This project involves segmenting customers based on their transaction and demographic data. We will perform RFM (Recency, Frequency, Monetary) analysis to categorize customers and provide insights into their behavior.
Ensure you have the following R packages installed:
install.packages(c("dplyr", "ggplot2", "lubridate", "plotly"))
Load the transaction and customer demographic data:
library(dplyr)
library(ggplot2)
library(lubridate)
# Load datasets
trans <- read.csv('Transactions_Cleaned.csv')
cust <- read.csv('CustomerDemographic_Cleaned.csv')
# Display data overview
head(trans)
tail(trans)
cat("Total records in Transaction Dataset:", nrow(trans), "\n")
cat("Total features in Transaction Dataset:", ncol(trans), "\n")
head(cust)
tail(cust)
cat("Total records in Customer Demographics Dataset:", nrow(cust), "\n")
cat("Total features in Customer Demographics Dataset:", ncol(cust), "\n")

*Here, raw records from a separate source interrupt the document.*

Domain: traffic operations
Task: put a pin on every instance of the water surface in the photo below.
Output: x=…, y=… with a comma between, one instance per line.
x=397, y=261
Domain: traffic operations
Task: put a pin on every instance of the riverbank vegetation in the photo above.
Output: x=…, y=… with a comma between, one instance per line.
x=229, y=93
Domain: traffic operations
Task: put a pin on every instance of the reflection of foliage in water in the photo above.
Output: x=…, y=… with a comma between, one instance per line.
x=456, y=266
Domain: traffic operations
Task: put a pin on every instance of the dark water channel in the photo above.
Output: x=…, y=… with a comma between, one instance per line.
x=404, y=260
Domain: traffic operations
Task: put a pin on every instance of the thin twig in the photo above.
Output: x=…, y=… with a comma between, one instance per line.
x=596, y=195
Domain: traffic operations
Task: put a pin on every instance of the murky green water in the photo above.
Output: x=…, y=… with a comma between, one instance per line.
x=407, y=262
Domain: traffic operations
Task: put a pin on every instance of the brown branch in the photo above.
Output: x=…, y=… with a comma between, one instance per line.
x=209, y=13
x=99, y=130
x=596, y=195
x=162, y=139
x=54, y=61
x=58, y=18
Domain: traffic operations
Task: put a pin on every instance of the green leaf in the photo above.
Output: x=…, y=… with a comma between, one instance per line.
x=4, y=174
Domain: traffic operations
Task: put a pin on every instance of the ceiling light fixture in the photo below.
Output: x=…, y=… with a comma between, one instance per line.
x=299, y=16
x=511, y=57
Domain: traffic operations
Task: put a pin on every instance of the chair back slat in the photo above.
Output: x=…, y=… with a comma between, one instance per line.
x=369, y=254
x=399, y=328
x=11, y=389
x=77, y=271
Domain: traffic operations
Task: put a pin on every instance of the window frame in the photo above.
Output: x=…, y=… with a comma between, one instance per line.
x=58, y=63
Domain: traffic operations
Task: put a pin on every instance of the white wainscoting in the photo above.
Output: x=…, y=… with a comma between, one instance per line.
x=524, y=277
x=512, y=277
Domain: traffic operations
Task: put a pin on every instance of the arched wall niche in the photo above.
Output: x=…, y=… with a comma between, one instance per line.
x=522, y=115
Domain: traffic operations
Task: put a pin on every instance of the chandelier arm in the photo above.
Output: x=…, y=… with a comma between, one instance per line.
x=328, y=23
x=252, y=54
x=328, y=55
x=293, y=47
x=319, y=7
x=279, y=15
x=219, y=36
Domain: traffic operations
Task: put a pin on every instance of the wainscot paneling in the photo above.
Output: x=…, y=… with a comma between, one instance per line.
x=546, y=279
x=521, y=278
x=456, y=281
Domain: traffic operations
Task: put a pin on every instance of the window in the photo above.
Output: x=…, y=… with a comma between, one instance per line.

Merge the transaction and customer data on customer_id
:
merged_trans_cust <- inner_join(trans, cust, by = "customer_id")
cat("Total records in Merged Dataset:", nrow(merged_trans_cust), "\n")
cat("Total features in Merged Dataset:", ncol(merged_trans_cust), "\n")
summary(merged_trans_cust)
Convert the transaction_date
column to Date format:
merged_trans_cust$transaction_date <- ymd(merged_trans_cust$transaction_date)
Examine the structure and summary statistics of the merged dataset:
head(merged_trans_cust)
tail(merged_trans_cust)
summary(merged_trans_cust)
Compute Recency, Frequency, and Monetary values:
max_trans_date <- max(merged_trans_cust$transaction_date)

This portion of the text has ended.